RX-7が製造中止になった後、マツダのロータリー車の最後のモデルとなったのは2012年に製造が終了したRX-8でした。その独特なクーペスタイルのボディは、後席ドアのヒンジが後ろについた4ドアで、日本では観音開き、アメリカではスーサイドドアと呼ばれる他にはないものでした。ロータリーエンジン搭載車らしいスポーティな4ドアGTながらとてもスタイリッシュ。なおかつほぼ2シーターだった(一応後席はありましたがとても大人が座れるものではありませんでした)RX-7と違って、狭いながらも後席に十分大人が乗れるスペースを確保していたというのが画期的で、ロータリー好きのファミリーユーザーを喜ばせました。
 
しかし、時代が変わり、クルマを選ぶ際のプライオリティが、何よりも省燃費や低排出ガスに置かれるようになると、燃費の点で不利なロータリーエンジンの立場が厳しい物になってしまったのです。
 
RX-8は、それでも従来のロータリー車よりも燃費に優れてはいたのですが、あくまでそれはロータリー車同士で比較すればのこと。

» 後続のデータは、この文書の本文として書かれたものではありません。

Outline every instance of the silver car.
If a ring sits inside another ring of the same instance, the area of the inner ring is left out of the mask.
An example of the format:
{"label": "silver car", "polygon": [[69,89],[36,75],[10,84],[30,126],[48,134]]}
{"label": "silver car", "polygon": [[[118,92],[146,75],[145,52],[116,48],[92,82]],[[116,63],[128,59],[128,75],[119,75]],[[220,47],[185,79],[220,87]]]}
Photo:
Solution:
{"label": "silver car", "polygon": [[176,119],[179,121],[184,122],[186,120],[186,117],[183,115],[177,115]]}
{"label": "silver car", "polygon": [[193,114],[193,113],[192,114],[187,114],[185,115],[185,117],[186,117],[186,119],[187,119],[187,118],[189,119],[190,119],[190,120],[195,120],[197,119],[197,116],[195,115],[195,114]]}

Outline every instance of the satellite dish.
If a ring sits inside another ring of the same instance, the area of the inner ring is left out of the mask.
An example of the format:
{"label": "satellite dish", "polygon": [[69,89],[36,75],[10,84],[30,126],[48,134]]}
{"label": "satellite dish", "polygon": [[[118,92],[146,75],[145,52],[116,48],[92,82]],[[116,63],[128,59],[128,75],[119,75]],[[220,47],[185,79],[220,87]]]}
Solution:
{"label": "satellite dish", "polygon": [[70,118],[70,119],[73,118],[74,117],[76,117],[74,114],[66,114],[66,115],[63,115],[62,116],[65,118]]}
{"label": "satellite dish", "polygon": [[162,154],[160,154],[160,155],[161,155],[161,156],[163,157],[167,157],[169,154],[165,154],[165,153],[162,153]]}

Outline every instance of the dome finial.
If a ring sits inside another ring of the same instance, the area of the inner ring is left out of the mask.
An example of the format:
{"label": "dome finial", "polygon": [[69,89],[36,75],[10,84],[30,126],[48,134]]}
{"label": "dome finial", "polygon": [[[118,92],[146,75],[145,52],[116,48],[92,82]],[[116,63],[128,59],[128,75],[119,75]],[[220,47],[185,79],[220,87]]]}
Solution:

ハイブリッドカーはおろか従来のエンジンを搭載したミニバンやSUVにも劣るレベルで、燃費の良いクルマとはとても言えませんでした。
 
また、排ガスに関してもクリーン化するのが難しく、現在の基準をクリアするのがとても困難。加えて回転はスムーズであっても低速トルクはあまりないその特性のため、高回転に強い特長を活かせないゴー・ストップの多い街中ではあまり快適ではなく、さらに低速トルクがあまりないため車重のあるミニバンやSUVにも向いているエンジンではなかったのです。
 
そして何より大きな問題はロータリーがマツダ以外に開発するメーカーがいなかったということ。つまり世界中で開発競争が行われているレシプロエンジンのダウンサイジングターボや、ハイブリッド、EVなどとは違って、技術の進化を競いあうライバルが不在だったということです。
 
技術というのは競い合うことでその進化の速度も加速していきます。それが、ロータリーには期待できなかったのです。結果的にマツダ1社だけでは技術の進化がなかなか進まず、気づいてみればロータリーエンジンは軽量コンパクトでパワーはあるけれど、燃費が悪く、環境性能に劣った、時代にマッチしないパワーユニットとなってしまったのです。
 
でも、そんな現代に不利な特性を持ちつつも、その独特のフィーリングと、軽量コンパクトでスポーツカーの重量配分にも大きなメリットを持つロータリーエンジンには、今も多くのファンが存在します。運転しなければわからないその気持ちよさにファンは今も虜になっているのです。
  

2019年ロータリーエンジンの復活が期待できるかも?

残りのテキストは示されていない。